This blog sets out to be reasonable. Occasionally, I let fly at my political opponents in what I must concede is a partisan way. Because I was so stunned by what has looked to me to be shocking and irresponsible mismanagement of our economy by Gordon Brown, I've lost all faith in him as a Prime Minister. I simply cannot understand how he has been allowed to remain in office. Against this backcloth, I've been concerned that I might tend towards being over partisan - until I read Liam Halligan's Economic Agenda piece in today's Sunday Telegraph. Extracts follow, which make my comments seem toothless, with no more bite than an aggressive suck.

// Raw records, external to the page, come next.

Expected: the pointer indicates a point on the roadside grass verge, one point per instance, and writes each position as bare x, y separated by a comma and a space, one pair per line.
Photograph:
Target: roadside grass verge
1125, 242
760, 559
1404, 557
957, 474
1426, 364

"We're being ruled by a clique of irresponsible innumerate charlatans. Brown and his circle of sycophants know little of economics, and even less about responsibility. Under cover of current crisis they've let rip a borrowing binge of such magnitude that it threatens not only our living standards, but the UK's credit rating and status as an 'advanced economy'."

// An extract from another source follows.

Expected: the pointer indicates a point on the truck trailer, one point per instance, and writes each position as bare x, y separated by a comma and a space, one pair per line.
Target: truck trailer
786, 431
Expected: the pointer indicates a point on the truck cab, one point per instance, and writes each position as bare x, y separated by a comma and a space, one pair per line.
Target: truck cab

"Next year the UK will borrow a staggering 8% of GDP. The fiscal situation now looks worse than at any time since the Second World War. Brown has managed to surpass even the havoc caused by the deeply incompetent Labour Governments of the 1970s."
"Only a few months ago, Ministers were telling us Britain was 'well placed' to deal with the global slowdown. Now we're seeing extreme measures that throw any notion of prudence, or sound financial management, to the wind."
"Brown is using this crisis as cover - and not only to indulge the high tax fantasies he's nursed his entire adult life. Having hidden extra borrowing costs for years, he sees the current chaos as a chance to get as much of it as possible out in the open."
Ministers claim UK debt is low by international standards. Only Japan and the US have higher debts than us. With its reserve currency status, America can claim to be a special case - for now. But Japan's debts plunged it into a decade long recession"
"The table above suggests that our public sector debt is relatively low - even once it reaches the 57% of national income. But that, alas, is a myth. The UK has become very good at hiding its debt off balance sheet - particularly under Brown. A new study from the respected actuary, Nick Silver, for the Institute of Economic Affairs, suggests that once liabilities relating to pensions and the private finance initiative are included, the UK's national debt is a jaw-dropping 276% of GDP."
The only consolation for the Prime Minister is that Liam Halligan is also dismissive of what he calls the 'Tories' woeful reaction'. But throughout the history of democracy, government is government, and opposition is opposition, and the two are very different.